Глава 38. ЗА КУЛИСАМИ МЕДИЦИНЫ

Глава 38. ЗА КУЛИСАМИ МЕДИЦИНЫ

Как музыкант, долго не прикасающийся к своему инструменту, потом чрезмерными изнурительными репетициями должен наверстывать упущенное, так и медику нельзя допускать длительных пауз в работе. Да пожалуй, в медицине еще сложней: уходит вперед техническое оснащение, появляются новые препараты и медикаменты — только поспевай. А я из-за тяжелого недуга была отстранена от всех работ на целых семь лет!

Так что о работе в клинике с больными не могло быть и речи. Но и огромные нагрузки разъездного фотожурналиста мне уже не по плечу, да и сыновья — не из легких забот.
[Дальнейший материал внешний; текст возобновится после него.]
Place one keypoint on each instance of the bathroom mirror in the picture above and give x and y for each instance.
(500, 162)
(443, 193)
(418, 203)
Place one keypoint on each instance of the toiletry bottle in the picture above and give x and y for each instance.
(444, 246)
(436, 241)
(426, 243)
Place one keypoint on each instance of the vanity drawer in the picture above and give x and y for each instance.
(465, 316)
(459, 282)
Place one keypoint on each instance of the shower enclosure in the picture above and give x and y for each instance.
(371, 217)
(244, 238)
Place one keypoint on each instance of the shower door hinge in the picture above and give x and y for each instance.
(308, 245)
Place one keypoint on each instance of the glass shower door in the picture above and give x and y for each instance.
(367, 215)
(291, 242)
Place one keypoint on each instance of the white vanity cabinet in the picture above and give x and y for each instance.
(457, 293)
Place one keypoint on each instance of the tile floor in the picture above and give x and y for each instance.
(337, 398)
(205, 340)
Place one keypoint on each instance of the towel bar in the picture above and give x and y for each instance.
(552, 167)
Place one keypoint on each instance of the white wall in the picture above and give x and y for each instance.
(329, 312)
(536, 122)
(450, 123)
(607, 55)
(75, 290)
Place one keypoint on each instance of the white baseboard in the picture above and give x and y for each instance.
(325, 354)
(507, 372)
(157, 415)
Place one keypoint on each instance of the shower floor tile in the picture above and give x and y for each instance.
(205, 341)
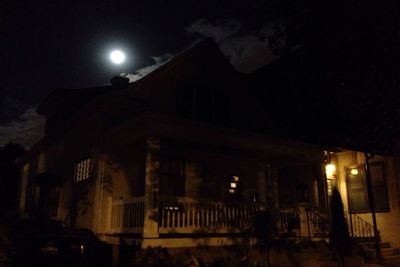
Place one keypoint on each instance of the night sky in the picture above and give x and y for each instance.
(65, 44)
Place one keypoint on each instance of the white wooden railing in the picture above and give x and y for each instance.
(127, 216)
(303, 221)
(289, 219)
(187, 215)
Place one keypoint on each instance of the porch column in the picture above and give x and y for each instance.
(273, 192)
(262, 184)
(151, 201)
(319, 170)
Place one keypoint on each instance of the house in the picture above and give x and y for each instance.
(177, 159)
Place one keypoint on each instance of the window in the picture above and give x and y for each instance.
(82, 170)
(54, 201)
(357, 188)
(201, 103)
(172, 179)
(234, 188)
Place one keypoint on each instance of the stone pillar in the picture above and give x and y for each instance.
(151, 193)
(304, 220)
(319, 170)
(273, 193)
(262, 184)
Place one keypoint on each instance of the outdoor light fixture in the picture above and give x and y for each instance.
(117, 57)
(330, 169)
(354, 171)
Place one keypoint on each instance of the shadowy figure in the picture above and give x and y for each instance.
(264, 229)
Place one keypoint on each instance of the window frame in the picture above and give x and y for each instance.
(88, 171)
(386, 207)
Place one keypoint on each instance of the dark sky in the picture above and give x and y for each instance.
(64, 44)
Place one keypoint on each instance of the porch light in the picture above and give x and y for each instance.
(354, 171)
(330, 169)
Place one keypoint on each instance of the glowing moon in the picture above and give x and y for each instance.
(117, 57)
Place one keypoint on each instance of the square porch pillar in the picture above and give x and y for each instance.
(151, 192)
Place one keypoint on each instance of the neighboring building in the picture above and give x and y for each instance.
(177, 159)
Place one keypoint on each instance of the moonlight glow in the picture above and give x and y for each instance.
(117, 57)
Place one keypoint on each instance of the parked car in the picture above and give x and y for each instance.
(50, 243)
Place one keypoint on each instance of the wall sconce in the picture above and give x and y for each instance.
(330, 170)
(354, 171)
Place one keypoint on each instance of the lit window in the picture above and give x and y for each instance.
(82, 170)
(233, 184)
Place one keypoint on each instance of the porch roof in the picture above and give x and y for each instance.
(225, 139)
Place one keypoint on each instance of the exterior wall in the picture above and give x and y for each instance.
(207, 173)
(386, 221)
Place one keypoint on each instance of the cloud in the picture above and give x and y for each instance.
(246, 52)
(158, 62)
(26, 130)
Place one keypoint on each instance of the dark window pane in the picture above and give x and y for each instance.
(357, 191)
(172, 179)
(185, 95)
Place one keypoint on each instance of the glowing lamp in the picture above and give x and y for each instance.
(354, 171)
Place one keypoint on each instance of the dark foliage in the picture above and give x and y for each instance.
(337, 74)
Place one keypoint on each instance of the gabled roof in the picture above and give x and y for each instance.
(77, 98)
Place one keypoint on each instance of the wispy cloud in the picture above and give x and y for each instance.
(158, 62)
(246, 52)
(26, 130)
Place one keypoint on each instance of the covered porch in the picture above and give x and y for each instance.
(203, 180)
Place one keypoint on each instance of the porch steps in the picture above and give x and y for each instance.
(391, 256)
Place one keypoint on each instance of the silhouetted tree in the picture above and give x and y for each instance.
(339, 235)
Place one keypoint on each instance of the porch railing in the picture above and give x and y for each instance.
(127, 216)
(303, 221)
(358, 227)
(187, 215)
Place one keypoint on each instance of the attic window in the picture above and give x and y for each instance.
(82, 170)
(233, 184)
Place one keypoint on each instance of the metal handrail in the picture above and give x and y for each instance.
(317, 220)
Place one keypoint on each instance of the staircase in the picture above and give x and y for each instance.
(363, 233)
(391, 256)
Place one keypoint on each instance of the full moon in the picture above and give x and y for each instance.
(117, 57)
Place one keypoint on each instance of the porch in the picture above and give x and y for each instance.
(188, 216)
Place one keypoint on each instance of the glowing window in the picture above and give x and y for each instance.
(82, 170)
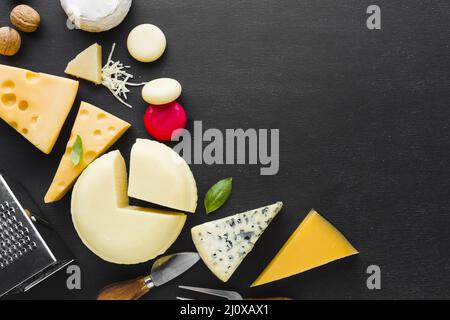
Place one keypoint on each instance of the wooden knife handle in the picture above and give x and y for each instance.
(273, 298)
(125, 290)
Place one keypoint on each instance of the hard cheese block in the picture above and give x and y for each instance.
(223, 244)
(98, 130)
(87, 65)
(108, 226)
(160, 176)
(315, 242)
(35, 104)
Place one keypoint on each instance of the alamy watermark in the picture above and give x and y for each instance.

И все-таки вышло так, что вернулась я в медицину, правда, номинально, к работе, носившей скорее чисто административный характер. Я приступила к работе в Институте сердечно-сосудистой хирургии Академии Наук им. Бакулева. Пишу я об этом потому, что в стенах института время от времени витал «дух Мессинга», Незримо он был причастен к правильной постановке диагнозов и к исходу заболеваний нескольких знатных пациентов.

Придя однажды на работу, узнаю, что ночью поступил тяжелобольной, ради которого уже ранним утром в институт собрался на конференцию весь букет медицинских светил. У главного подъезда стояла целая кавалькада черных лимузинов «Чайка», сопровождавших карету скорой помощи, на которой прибыл наш пациент. Им оказался генерал-полковник Жуковский, командующий воздушными силами Белорусского Военного Округа, давний приятель Мессинга.

У него констатировали жесточайший инфаркт с образовавшимся отверстием в сердечной перегородке, и мало кто сомневался в летальном исходе. Излечение подобного недуга оперативным путем еще не было ни разу осуществлено не только в нашем институте, но и в других клиниках.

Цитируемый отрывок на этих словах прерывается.